14) BPRD: King Fear by Mike Mignola, John Arcudi, and Guy Davis (Dark Horse)

My love of the Mignolaverse knows no bounds, and a strong case could be made that the B.P.R.D. mini-series are the equal (if not occasionally better) than the flagship Hellboy books these days. Come for the epic plots by Mignola and John Arcudi, stay for the incredible art by Guy Davis

13) Baltimore: The Plague Ships by Christopher Golden, Mike Mignola, and Ben Stenbeck (Dark Horse)

Yep, three Mike Mignola books in a row. What can I say, he’s had a prolific year. This is a sequel of sorts to a vampire novel that Mignola and Chris Golden wrote last year, though it stands alone very well as a creepy vampire adventure story. I’m definitely looking forward to seeing what artist Ben Stenbeck has in store in the future.

12) Blackest Night (DC Comics) by Geoff Johns and Ivan Reis

The only thing even remotely like a big “event” comic on any of these lists. This started out extremely well, but as most of these big events seem to go these days, it crashed and burned pretty hard near the end. DC got greedy, and what should have stayed as an 8 issue mini eventually crossed over into dozens of other titles, thereby diluting what could have an amazing superhero epic. That being said, I don’t want to live in a world where dead Aquaman commanding a group of zombie sharks to devour an Atlantean army is a bad thing.

11) Last Days Of American Crime by Rick Remender and Greg Tocchini (Radical Comics)

Probably the best high concept pitch you’re ever going to hear all year: 15 days before the American government will start broadcasting a signal that will prevent any citizens from doing anything they know is wrong, a group of small time criminals decide to pull off one last big heist. Great concept? Yes. Great execution? Yeah, sure. I liked this quite a bit, but based on just how strong the original concept was I felt a little underwhelmed by the end. Still very much worth a read.

10) Four Eyes: Forged By Flames by Joe Kelly & Max Fiumara (Image)
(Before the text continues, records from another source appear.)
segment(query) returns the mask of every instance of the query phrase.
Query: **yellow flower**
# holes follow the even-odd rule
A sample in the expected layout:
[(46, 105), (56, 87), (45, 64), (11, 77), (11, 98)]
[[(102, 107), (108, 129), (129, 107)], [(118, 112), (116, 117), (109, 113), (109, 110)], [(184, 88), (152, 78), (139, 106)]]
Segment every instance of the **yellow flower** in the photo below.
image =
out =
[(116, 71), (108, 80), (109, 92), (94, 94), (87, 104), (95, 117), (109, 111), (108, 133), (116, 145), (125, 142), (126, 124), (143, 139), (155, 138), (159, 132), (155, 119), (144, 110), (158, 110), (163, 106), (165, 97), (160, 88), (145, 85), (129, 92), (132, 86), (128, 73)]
An extremely underrated series that I would have ranked higher if not for the fact that most of this series came out in 2009. It’s the story of a boy, the crime family his father worked for, and his dragon. Probably the title on this list most in need of a follow-up.

9) Stumptown by Greg Rucka & Matthew Southworth  (Oni Press)

Take one down on her luck female lead, add a hint of lesbian flirting, and throw in a dollop of criminal intrigue, and you’ve got yourself a Greg Rucka classic. You’re not going to find much in Stumptown that you haven’t seen in other Rucka stories, but it’s still a very engaging little crime story that I hope to see a sequel for soon.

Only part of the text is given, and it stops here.